The archipelago-like nature of the Southern Rift Highlands means that its component habitat blocks are naturally isolated from one another by topography. However, human intervention has caused further fragmentation and degradation within the habitat islands. The protected area network throughout most of the ecoregion is inadequate with the exception of the Nyika Plateau area, the majority of which is protected inside Zambia and Malawi’s contiguous Nyika National Parks. 

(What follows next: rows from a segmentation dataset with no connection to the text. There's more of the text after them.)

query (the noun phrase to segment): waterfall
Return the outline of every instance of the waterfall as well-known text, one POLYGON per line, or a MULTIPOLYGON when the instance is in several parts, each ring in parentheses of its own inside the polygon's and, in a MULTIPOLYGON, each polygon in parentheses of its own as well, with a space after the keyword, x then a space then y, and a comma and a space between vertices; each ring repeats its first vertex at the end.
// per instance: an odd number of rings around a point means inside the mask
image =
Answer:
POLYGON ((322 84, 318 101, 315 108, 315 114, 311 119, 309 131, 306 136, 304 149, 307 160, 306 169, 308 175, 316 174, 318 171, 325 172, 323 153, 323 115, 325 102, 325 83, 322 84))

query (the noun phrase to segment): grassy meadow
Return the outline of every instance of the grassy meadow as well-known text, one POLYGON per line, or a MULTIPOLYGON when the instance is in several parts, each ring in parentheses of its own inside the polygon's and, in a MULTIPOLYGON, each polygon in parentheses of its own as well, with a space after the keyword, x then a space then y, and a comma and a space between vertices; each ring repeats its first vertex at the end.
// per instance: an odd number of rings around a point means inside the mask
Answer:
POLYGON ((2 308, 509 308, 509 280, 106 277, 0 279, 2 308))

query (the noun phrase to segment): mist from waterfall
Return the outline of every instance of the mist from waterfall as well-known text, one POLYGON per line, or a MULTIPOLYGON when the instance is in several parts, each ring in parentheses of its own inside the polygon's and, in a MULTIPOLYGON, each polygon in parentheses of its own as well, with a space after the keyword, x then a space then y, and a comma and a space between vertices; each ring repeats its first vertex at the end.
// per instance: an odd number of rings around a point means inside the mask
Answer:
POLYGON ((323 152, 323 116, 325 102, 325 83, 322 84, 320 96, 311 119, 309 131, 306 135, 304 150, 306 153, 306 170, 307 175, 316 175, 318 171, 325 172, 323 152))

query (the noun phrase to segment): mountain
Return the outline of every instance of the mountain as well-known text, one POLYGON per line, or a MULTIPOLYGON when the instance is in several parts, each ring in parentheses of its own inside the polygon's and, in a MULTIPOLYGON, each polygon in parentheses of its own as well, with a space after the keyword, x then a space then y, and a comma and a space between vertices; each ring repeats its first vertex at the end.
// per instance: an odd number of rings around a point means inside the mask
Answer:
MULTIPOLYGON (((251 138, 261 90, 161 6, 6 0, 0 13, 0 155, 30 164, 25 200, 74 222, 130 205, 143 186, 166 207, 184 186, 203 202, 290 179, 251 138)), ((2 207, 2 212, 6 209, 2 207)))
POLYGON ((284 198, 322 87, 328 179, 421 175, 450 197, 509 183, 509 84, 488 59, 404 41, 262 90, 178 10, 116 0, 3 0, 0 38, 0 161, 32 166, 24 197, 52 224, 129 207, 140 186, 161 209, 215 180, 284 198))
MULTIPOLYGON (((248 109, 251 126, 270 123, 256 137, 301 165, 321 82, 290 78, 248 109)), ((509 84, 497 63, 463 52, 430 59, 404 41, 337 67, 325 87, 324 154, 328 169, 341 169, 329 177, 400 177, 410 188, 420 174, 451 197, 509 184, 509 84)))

Tanzania has created the Kitulo Plateau as a national park, increasing protection for the rare orchid flora. A number of forest reserves fall inside the ecoregion’s boundaries including South Viphya and Kaning’ina in Malawi, Mafinga Hills in Zambia, and Livingstone Mountains in Tanzania. There are also smaller traditional and village forest reserves in the Southern Highlands of Tanzania, established by local communities for a variety of cultural reasons. 

Each year, large fires of primarily anthropogenic origin sweep these highlands. This burning regime is believed to have been the main cause of the replacement of Afromontane forests with grassland in some parts of the ecoregion. Grassland areas are increasingly being converted to crops such as tea, coffee, potatoes, banana, finger millet, maize, beans, and pyrethrum. The trade in orchid tubers for consumption in Zambia is seriously threatening as many as 85 species of terrestrial orchid across the Southern Highlands. 

Invasive exotic timber tree plantations (Pinus and Eucalyptus) are resulting in a large loss of these montane grassland habitats in Malawi and Tanzania. A bramble Rubus sp. has spread extensively throughout the Nyika National Park as well as Bracken fern. Additionally, poaching of wild antelopes (roan and eland) from Nyika National Park is a threat. 

The priority conservation actions for the next decade will be to: 1) eradicate and control the spread of invasive species; 2) restore degraded habitats caused by uncontrolled fires whilst creating awareness of the dangers of bushfires to both humans and wildlife; and 3) encourage biodiversity friendly agricultural practices as well as sustainable livelihoods which do not degrade the environment, for example, ecotourism and beekeeping, or controlled cattle grazing.

Citations

1. Burgess, N., Hales, J.A., Underwood, E., Dinerstein, E., Olson, D., Itoua, I., Schipper, J., Ricketts, T. and Newman, K. 2004. Terrestrial ecoregions of Africa and Madagascar: a conservation assessment. Island Press.
2. CEPF. 2012. Ecosystem profile: Eastern Afromontane biodiversity hotspot. [Online]. [Accessed 12 March 2018]. Available from: https://www.cepf.net/sites/default/files/eastern_afromontane_ecosystem_profile_final.pdf
3. Government of Malawi. 2015. National Biodiversity Strategy and Action Plan II (2015-2025). Malawi: Environmental Affairs Department, Ministry of Natural Resources, Energy and Mining.
4. Davenport, T.R. and Ndangalasi, H.J. 2003. An escalating trade in orchid tubers across Tanzania's Southern Highlands: assessment, dynamics and conservation implications. Oryx. 37(1), pp.55-61.